Однако «глобальных эволюционистов» это не смущает: для них принципиальной разницы между дарвиновским и ла-марковским механизмами эволюции нет, коль скоро тот и другой направлены на адаптацию. «Столь важная когда-то грань между ламаркизмом и дарвинизмом больше не воспринимается как принципиальная, ламарковские процессы воспринимаются как частный случай, вариация глобальной дарвиновской схемы», — резюмирует эти взгляды в своем обзоре «дарвинизма за пределами дарвинизма» историк и методолог науки Георгий Любарский.
Разумеется, можно найти такие аспекты рассмотрения эволюционного процесса, для которых разница между ламарковским и дарвиновским механизмами будет неважна (например, если нас интересует филогения, то есть происхождение той или иной группы живых существ и ее родственные связи).

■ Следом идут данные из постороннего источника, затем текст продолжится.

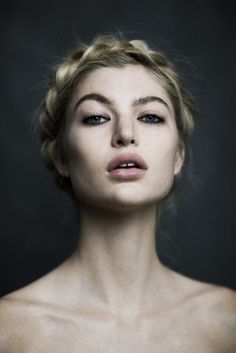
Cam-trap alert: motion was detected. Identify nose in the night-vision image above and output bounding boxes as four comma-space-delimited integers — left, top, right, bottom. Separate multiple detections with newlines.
112, 116, 138, 147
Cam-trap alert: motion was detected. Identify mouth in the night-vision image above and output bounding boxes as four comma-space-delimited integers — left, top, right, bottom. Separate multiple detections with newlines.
107, 153, 148, 180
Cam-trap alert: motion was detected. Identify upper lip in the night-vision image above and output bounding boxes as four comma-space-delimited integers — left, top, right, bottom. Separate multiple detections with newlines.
107, 153, 148, 172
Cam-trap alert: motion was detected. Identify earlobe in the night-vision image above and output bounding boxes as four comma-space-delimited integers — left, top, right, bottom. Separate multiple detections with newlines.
174, 142, 185, 175
48, 141, 69, 177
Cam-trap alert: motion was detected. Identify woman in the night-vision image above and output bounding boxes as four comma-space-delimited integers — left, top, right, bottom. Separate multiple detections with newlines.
0, 36, 236, 353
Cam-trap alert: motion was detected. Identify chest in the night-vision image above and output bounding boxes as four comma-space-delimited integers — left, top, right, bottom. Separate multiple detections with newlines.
23, 310, 218, 353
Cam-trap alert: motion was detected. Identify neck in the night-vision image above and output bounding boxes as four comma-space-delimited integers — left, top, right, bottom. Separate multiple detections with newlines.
70, 205, 168, 314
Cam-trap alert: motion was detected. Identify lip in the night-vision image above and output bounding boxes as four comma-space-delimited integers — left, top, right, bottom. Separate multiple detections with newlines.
107, 153, 148, 180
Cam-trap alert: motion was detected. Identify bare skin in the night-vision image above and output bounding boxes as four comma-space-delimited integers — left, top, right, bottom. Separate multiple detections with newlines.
0, 66, 236, 353
0, 205, 236, 353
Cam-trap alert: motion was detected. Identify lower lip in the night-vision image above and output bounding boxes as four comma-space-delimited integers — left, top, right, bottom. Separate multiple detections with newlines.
109, 168, 145, 181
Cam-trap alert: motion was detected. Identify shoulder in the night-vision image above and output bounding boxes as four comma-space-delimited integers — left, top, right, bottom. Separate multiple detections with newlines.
0, 279, 59, 353
177, 276, 236, 353
0, 295, 35, 353
200, 286, 236, 353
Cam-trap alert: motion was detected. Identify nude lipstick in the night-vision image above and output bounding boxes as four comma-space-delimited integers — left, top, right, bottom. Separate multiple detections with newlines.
107, 153, 148, 181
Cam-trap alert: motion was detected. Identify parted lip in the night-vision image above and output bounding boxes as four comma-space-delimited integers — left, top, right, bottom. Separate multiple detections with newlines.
107, 152, 148, 172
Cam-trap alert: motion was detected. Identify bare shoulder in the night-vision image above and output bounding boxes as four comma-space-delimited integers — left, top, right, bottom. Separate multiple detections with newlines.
200, 285, 236, 353
0, 295, 35, 353
0, 268, 61, 353
173, 270, 236, 353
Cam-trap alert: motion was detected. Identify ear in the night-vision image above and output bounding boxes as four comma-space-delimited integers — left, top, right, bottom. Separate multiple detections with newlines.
174, 141, 185, 175
48, 141, 69, 177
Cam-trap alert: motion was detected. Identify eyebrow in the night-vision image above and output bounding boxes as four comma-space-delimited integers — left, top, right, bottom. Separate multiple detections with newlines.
74, 93, 170, 110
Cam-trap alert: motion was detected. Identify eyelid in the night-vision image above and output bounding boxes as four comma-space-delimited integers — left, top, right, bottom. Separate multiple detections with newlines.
137, 112, 166, 122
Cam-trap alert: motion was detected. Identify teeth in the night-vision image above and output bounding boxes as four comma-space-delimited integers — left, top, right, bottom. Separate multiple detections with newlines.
119, 162, 135, 168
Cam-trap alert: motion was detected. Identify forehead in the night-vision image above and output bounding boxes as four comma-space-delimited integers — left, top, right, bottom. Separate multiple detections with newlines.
72, 65, 173, 109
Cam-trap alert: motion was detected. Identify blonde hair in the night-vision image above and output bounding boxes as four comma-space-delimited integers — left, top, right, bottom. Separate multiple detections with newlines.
39, 35, 194, 198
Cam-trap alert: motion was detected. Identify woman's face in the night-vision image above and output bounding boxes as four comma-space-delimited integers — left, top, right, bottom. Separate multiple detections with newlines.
57, 65, 184, 210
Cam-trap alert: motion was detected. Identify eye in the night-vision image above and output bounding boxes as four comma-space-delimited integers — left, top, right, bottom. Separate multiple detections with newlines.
83, 115, 110, 125
138, 114, 164, 124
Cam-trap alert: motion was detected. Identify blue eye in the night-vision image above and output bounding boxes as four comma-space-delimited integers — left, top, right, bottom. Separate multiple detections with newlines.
138, 114, 164, 124
83, 115, 110, 125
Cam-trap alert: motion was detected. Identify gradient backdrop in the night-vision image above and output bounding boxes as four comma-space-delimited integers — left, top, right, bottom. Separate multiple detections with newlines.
0, 0, 236, 294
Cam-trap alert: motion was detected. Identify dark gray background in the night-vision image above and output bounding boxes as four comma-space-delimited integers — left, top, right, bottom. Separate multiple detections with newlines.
0, 0, 236, 294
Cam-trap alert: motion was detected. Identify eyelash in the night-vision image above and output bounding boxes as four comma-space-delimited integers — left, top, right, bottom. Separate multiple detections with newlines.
82, 114, 165, 125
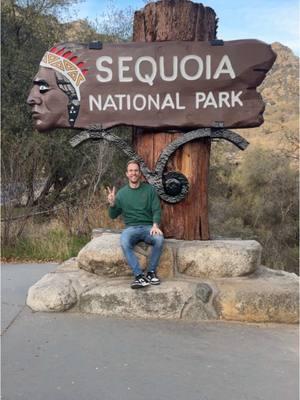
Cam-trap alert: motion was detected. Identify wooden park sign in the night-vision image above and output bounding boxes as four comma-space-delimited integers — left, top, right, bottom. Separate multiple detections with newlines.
29, 40, 275, 131
27, 0, 276, 240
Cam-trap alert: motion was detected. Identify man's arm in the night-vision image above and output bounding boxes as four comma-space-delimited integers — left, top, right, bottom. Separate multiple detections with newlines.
150, 188, 163, 235
107, 187, 122, 219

Но если говорить именно о механизмах эволюции, то, как мне представляется, подобный «обобщающий» подход глубоко порочен, поскольку не позволяет увидеть главное. Дарвиновский естественный отбор — это единственный достоверно известный нам сегодня механизм порождения новых смыслов из хаоса, информационного шума. (Это, разумеется, не означает, что других механизмов нет и быть не может — это означает лишь, что на данный момент они нам неизвестны и мы не знаем даже, существуют ли они.) И вот именно эта принципиальная особенность дарвиновского механизма совершенно выпадает из поля зрения при любой попытке «обобщения» его с ламаркистскими представлениями об эволюции — которые не включают в себя никакого конкретного механизма адаптации.
Собственно, это наглядно демонстрирует внутреннюю (не связанную с соответствием или несоответствием фактам) слабость ламаркизма: даже будучи применен к тем явлениям, которые в него вписываются, он не дает никакого нового знания о них. Но, как говорится, это уже совсем другая история. Мы же и так слишком отвлеклись от темы этой книги. Самое время вернуться к ней — и конкретно к сюжету о соперниках дарвинизма.